3185 Background: Low-dose metronomic chemotherapy (LDM), in particular regimens applying cyclophosphamide (CTX), has shown promising activity in preclinical and several phase I-II human studies comprising various tumor types. LDM is thought to act mainly via anti-angiogenic mechanisms (Nat Rev Cancer. 2004;4:423–36), and as such should be less prone to the rapid development of acquired resistance. However, in most instances tumors eventually relapse. Results obtained with PC-3 human prostate xenografts treated with daily oral LDM CTX suggest host-related resistance mechanisms that become functional after about 6 weeks of treatment. We hypothesized that modified CTX metabolism might contribute to this phenomenon.

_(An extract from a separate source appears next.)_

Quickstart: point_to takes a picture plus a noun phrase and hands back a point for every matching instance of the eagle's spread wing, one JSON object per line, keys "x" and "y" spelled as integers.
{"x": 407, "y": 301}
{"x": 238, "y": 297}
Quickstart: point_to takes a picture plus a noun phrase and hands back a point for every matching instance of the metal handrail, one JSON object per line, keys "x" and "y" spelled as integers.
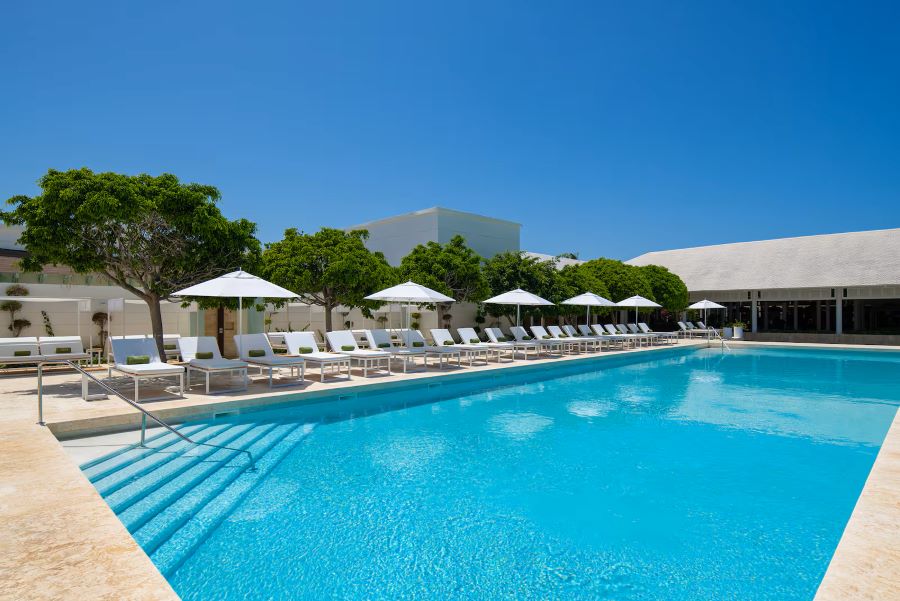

Methods: C57Bl/6J were treated with daily oral LDM CTX without breaks (Cancer Res. 2002;62:2731–5), and 4-hydroxy-CTX (4-OH-CTX) levels determined by mass spectrometry. Matrigel plug perfusion and tumor growth assays (PC-3 xenografts) were performed on mice ± pretreated for 8 weeks with LDM CTX. Cytochrome P450 3A4 activity was assessed in liver specimens obtained from mice under LDM CTX for 12 weeks. Results: 4-OH-CTX steady-state levels are in the 0.1 μg/ml range, which is above the IC50 obtained for endothelial cell proliferation in vitro (Cancer Res. 2002;62:6938–43). These levels are maintained over a period of at least 8 weeks. Pretreatement does not compromise the anti-angiogenic (Matrigel plug perfusion assay) or anti-tumor effects of LDM CTX. No induction of cytochrome P450 3A4 activity in liver microsomes was observed. Conclusions: Oral LDM CTX results in steady-state plasma levels of 4OH-CTX which have been shown previously to exert relevant anti-angiogenic activity in vitro. Our results suggest that altered metabolism of CTX does not account for the emergence of the resistance seen (pre)clinically. In contrast to maximum tolerated dose regimens, cytochrome P450 3A4 activity is not induced by LDM CTX. The latter is important since potential combination partners of LDM CTX and many drugs used in cancer care are metabolized by cytochrome P450 3A4. No significant financial relationships to disclose.